1997 movie spoiler alert: In the movie Event Horizon, the cast are sent out to explore of a long-lost spaceship that has suddenly reappeared. Only to find that the technology the ship was equipped with allowed it to pass in to another dimension that is analogous to our traditional images of Hell. Coma Cluster Void appear to mirror this journey as a space exploring metal band who have passed to another plain of existence. Only to return as twisted, perverse reflection of what initially crossed the divide.

The feeling of inter-dimensional horror is prevalent throughout. Intro Prologue eschews the screeching feedback more typically used to ring in such sonic extremity in favour of something akin to a score that accompanies the the rising of some great, unknown horror of cinema. Indeed, there is something entirely otherworldly about Coma Cluster Void’s brand of metal which stutters, grooves and pulverises indiscriminately.

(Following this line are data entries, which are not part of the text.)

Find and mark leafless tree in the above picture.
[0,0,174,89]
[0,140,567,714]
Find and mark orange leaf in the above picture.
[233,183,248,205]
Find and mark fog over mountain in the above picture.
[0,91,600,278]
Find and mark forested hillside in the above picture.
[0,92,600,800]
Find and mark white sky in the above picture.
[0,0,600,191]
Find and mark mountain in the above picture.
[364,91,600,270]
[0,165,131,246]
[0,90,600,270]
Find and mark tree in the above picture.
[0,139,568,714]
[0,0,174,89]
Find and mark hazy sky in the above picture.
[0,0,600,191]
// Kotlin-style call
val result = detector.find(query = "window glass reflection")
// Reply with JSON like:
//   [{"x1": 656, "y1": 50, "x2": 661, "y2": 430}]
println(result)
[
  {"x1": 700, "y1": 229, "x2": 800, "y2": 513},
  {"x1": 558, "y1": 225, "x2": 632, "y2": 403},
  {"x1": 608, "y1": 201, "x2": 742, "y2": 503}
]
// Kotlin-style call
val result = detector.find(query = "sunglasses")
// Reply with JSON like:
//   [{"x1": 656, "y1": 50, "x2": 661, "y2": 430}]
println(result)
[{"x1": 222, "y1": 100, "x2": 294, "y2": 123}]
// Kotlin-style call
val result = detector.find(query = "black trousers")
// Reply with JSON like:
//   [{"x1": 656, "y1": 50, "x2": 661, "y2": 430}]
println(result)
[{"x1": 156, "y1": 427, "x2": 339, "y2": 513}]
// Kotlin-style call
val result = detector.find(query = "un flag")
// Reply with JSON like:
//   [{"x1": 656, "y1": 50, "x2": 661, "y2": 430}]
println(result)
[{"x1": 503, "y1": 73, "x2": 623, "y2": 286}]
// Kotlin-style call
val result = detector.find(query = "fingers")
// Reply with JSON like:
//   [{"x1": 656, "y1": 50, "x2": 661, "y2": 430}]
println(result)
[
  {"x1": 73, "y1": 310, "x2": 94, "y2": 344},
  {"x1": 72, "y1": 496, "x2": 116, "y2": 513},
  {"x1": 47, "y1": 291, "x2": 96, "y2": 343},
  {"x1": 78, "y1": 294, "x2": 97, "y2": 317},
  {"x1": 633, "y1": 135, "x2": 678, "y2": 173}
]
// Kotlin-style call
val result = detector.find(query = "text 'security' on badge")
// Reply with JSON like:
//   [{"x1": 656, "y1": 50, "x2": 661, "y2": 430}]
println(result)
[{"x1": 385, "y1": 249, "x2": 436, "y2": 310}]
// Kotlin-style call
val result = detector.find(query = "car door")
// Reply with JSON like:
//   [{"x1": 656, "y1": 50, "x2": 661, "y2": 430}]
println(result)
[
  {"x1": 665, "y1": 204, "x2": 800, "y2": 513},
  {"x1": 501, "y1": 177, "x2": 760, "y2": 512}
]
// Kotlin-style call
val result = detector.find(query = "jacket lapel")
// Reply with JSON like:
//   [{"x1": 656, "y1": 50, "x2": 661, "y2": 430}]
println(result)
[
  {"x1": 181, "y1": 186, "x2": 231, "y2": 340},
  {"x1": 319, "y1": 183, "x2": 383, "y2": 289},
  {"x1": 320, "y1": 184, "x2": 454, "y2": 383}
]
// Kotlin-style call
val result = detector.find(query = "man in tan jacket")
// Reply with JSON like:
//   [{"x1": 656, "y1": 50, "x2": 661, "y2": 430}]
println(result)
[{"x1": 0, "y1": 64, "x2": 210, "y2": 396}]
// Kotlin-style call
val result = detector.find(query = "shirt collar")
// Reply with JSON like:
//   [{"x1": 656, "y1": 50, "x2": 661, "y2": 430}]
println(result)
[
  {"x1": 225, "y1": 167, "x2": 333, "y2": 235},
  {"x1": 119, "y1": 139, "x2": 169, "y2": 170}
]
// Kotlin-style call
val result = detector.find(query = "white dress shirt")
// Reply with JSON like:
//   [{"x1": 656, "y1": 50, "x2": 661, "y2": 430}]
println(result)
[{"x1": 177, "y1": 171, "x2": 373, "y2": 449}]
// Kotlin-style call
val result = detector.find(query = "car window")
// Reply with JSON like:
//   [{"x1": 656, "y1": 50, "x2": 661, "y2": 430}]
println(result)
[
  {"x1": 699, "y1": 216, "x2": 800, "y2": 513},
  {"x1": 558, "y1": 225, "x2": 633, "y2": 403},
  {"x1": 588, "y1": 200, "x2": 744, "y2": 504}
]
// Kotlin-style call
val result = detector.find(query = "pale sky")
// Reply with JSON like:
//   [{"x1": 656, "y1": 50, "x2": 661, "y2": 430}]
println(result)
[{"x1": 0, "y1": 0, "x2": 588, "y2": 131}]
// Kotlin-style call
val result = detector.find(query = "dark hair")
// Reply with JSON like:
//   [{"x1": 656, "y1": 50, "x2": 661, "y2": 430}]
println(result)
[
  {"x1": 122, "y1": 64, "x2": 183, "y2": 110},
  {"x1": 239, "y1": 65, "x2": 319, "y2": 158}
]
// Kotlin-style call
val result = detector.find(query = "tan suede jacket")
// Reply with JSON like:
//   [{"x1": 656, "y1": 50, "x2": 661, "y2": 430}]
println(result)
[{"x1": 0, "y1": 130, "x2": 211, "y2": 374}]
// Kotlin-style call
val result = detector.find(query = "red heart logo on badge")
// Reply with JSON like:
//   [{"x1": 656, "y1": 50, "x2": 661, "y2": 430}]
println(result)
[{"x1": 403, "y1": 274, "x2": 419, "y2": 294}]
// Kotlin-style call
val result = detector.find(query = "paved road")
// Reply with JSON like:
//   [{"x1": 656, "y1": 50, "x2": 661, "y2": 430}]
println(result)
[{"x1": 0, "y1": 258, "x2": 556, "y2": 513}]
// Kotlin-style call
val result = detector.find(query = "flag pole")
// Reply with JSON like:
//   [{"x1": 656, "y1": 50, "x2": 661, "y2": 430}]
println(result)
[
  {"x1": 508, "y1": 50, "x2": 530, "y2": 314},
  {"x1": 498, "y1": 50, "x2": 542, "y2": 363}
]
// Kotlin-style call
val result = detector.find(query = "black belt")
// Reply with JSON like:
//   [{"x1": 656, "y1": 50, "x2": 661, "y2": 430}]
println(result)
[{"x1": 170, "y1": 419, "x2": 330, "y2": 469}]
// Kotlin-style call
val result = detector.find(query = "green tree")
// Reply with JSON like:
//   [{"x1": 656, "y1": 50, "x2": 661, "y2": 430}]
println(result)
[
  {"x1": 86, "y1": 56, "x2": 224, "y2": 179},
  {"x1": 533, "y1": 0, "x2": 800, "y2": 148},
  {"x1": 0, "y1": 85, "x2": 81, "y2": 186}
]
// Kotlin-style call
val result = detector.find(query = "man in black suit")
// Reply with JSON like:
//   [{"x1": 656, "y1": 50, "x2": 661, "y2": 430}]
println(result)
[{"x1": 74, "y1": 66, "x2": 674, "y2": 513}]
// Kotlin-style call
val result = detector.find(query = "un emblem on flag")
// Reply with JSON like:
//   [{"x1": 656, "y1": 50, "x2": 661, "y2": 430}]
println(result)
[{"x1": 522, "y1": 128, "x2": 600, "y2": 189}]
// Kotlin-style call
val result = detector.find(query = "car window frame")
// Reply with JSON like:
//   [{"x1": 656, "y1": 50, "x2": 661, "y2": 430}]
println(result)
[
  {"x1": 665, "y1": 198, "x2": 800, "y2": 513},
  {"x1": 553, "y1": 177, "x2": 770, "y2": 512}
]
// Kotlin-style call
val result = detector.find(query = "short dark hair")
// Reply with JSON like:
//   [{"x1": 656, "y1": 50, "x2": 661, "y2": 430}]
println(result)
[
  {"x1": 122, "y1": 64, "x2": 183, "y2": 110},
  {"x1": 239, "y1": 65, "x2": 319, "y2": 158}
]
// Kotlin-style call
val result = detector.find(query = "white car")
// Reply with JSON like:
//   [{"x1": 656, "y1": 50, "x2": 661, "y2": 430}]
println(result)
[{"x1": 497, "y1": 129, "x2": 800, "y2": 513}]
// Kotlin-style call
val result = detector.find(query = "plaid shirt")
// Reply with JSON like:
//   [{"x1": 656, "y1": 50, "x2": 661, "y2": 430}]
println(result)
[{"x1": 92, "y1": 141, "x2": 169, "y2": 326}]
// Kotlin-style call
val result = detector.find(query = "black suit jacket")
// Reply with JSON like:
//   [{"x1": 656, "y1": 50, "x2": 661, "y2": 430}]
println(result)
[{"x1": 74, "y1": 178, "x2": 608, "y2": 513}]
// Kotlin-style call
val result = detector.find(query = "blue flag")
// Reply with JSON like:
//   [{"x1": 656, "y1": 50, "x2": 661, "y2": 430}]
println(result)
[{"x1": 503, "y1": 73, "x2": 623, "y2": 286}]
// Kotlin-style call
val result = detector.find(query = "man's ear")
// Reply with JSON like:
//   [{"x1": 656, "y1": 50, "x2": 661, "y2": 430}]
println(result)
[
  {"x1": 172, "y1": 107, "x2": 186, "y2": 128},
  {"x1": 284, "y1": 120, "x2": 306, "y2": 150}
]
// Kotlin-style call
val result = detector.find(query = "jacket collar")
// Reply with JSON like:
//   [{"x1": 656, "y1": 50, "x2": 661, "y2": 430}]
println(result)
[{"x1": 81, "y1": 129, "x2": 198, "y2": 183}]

The guitars crunch and careen; off kilter grooves give way to abstract, vertigo inducing riffing. The drums pound and pummel, yet drummer Chris Burrows knows exactly when to pull his rhythms back from the edge in favour of something more delicate. This makes songs like Path of Lies all the more powerful. While the bass work through out provides an earthy underpinning of the guitar while locking in well with the drums when summoned to highlight the percussive force of the drums.

And yet, there is a directness that underpins this album that gives the listener something to grasp between impressive, but at times overwhelming dissonance and chaos. The title track, for example, recalls Ion Dissonance at their most devastating. There is also a variety in the vocals that is not always present in such extreme music. While you’re not going to be getting any epic, soaring clean vocals, or much beyond the occasional spoken/hissed passage when it comes to a clean vocal line, barring Petrified Tears, which offers up the sort of broken croon that wouldn’t be out of place on a Starkweather record.

Vocalists Austin Taylor and Mike DiSalvo, of Dimensionless and Cryptopsy respectively, trade barks, rasps and roars with great chemistry and the different textures in their voices complement each other well, lending an added depth to an already deep release.

Mind Cemeteries is an album of destruction and transformation. A force to be repulsed by but in thrall to. Created by a band, who if you didn’t know any better, you would swear were not of this world.